Ладонь ее, однако, не ощущала раны. Внутренняя душевная немочь мешала ей удержать в представлении растерзанное болью запястье, от которого исходили толчками жгучие волны. Мука эта отдавалась под сводом черепа и в позвоночнике, острые, как лезвия, лучи ее возвращались ознобом до самых кончиков пальцев. Одеревенев от напряжения, Золотинка раз за разом соскальзывала с бурлящих мучений куда-то в сторону, в холод, теряя самообладание и веру.
И пробовала она все то же при горящем камне Рукосила, он мало чем помогал. Но, верно, не только это, не только слабость волшебного камня, который и в сравнение не шел с великим Сороконом, не только недостаток сноровки и самообладания мешали Золотинке сосредоточиться, было и другое. Она ощущала преграду, чужую волю, заклятие, через которое не могла проникнуть, чтобы сомкнуться с естеством раненого. Голым усилием ничего нельзя было взять.
А за спиной Золотинки ожидали своей очереди сумрачные мужи Шист и Расщепа. Врачи успели скинуть кафтаны, закатали рукава, а на лавке, нарочно пододвинутой, разложили набор костоправных приспособлений: всякое отточенное, граненное, изогнутое, зубастое железо. Врачи готовы были взяться за дело тотчас, едва беспомощная волшебница уступит место у ложа больного. Более округлый, степенной полноты Расщепа и его угловатый, сложенный дородными уступами товарищ Шист.
Когда Золотинка отстранилась в изнеможении, Шист, удерживая голову больного, поднес к его стучащим зубам стакан маковой настойки, а Расщепа тем временем, обругал не так наложенную невежами повязку и принялся ее развязывать. Врачи изъяснялись отрывисто и неполно, но даже нескольких замечаний было достаточно, чтобы уразуметь их намерения. Именно: выдолбить, выдернуть, вывернуть, вырезать, а при необходимости и выжечь.

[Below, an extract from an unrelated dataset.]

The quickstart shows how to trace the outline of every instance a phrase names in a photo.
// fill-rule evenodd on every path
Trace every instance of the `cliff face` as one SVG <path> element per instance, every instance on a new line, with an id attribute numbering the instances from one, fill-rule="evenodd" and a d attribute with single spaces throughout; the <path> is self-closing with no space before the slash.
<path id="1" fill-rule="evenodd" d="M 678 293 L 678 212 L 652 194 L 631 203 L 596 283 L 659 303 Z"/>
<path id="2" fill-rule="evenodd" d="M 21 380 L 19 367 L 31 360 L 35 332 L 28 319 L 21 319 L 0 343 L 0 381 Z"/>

Золотинка не стала ничего говорить. Во всяком случае, на этих людей можно было оставить Юлия, больного они не бросят, пока сохранится хоть малейшая возможность вытягивать, выворачивать и вырубать. Оставалось только надеяться, что здравый смысл и природная человечность уравновесят в нужных долях костоправное рвение.
– Боюсь, товарищ, придется отрезать руку, – негромко пробормотал Шист, ощупывая посинелый локоть юноши.
– Инородное тело между лучевыми костями, – сказал Расщепа, ковыряясь в ране железным крюком.
Шист напрягал тяжелые плечи, чтобы, несмотря ни на какие рывки и стоны, не выпускать залитую кровью руку раненого. Побуревшая повязка пала на пол.
– Заражение, – заметил кто-то из них. Достаточно было взгляда на прошибленные потом лица врачей, чтобы уяснить себе, как обстоят дела.
– Будем рвать.
– Потом резать.
Золотинка напряженно ждала, к чему они придут, и не стерпела.
– Не трогайте только руку. Не надо резать, прошу вас! – воскликнула она с мольбою. И повторила, потянувшись к врачам, когда они оторвались от дела, чтобы потратить на девушку взгляд. – Пожалуйста, сохраните руку!
– К концу дня, барышня, – раздражительно возразил Шист, – огонь поднимется до плеча. Тогда нечего будет и отрезать!
– По локоть, – пояснил Расщепа, показывая глазами место, где удобно будет отпилить руку.
Бледный, изможденный лицом Юлий мучался, прикрыв веки, вряд ли он сознавал, что происходит.
– Но как же? – лепетала Золотинка. – Спросите княгиню Нуту. Как же так... не спросив?
Врачи не отвечали, да Золотинка и сама понимала, что нет у них времени на пустые препирательства.
– Ну, подождите до полудня! – продолжала она в отчаянии. – До полудня хотя бы, а? Умоляю!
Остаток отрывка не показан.